The accuracy of the generalized Maxwell model in describing the shear behavior of the axial samples increased with the number of relaxation times used. A model including 2-relaxation times provided R2 values below 0.75. By comparison, Maxwell models of 3- and 4-relaxation times provided R2 values above 0.9, see Table 1.
Table 1:
Agreement of dynamic shear data with generalized Maxwell models with different relaxation times.

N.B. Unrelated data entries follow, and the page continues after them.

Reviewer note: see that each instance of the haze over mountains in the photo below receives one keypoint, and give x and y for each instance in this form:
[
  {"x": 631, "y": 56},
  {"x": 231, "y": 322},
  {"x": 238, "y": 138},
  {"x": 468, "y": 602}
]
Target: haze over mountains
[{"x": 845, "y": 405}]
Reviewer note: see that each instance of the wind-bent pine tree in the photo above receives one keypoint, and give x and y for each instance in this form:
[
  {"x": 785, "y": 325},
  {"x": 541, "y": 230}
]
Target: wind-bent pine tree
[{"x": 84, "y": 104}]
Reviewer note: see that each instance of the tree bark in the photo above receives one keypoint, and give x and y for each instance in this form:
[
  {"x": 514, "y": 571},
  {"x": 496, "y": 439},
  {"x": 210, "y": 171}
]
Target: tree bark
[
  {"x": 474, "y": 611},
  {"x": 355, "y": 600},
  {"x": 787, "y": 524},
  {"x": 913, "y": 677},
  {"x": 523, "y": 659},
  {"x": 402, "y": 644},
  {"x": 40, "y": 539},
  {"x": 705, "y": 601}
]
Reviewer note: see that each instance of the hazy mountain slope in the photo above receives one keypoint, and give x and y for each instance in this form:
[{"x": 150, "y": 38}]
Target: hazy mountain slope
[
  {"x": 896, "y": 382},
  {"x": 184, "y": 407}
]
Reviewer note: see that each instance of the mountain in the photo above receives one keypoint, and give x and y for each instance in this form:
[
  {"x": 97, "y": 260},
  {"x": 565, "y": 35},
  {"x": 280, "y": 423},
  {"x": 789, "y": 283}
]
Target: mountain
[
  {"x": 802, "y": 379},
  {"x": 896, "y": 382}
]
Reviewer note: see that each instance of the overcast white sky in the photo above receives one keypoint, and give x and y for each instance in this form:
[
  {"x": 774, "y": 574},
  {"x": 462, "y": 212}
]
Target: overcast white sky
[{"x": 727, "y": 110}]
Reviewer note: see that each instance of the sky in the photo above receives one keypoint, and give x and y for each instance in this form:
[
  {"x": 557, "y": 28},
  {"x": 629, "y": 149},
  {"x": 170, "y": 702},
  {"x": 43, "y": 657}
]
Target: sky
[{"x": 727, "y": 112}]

Relaxation times | 2 | 3 | 4 |
---|---|---|---|
R2 | 0.62±0.24 | 0.92±0.05 | 0.95±0.05 |
Based on these observations, the 3-relaxation times Maxwell model was deemed to be the most appropriate to describe the shear behavior of axial samples, as it provided an agreement with experimental data compared to that of a 4-relaxation times model, but with a lower number of experimental parameters. The mean values of G0, Gi and τi associated with the 3-relaxation times Maxwell model are reported in Table 2.
Table 2:
Parameters of the generalized Maxwell model with 3 relaxation times used to describe the dynamic shear behavior of the ECM. All the values are expressed as mean ± standard deviation. The symbols γi indicate the ratios Gi/G0.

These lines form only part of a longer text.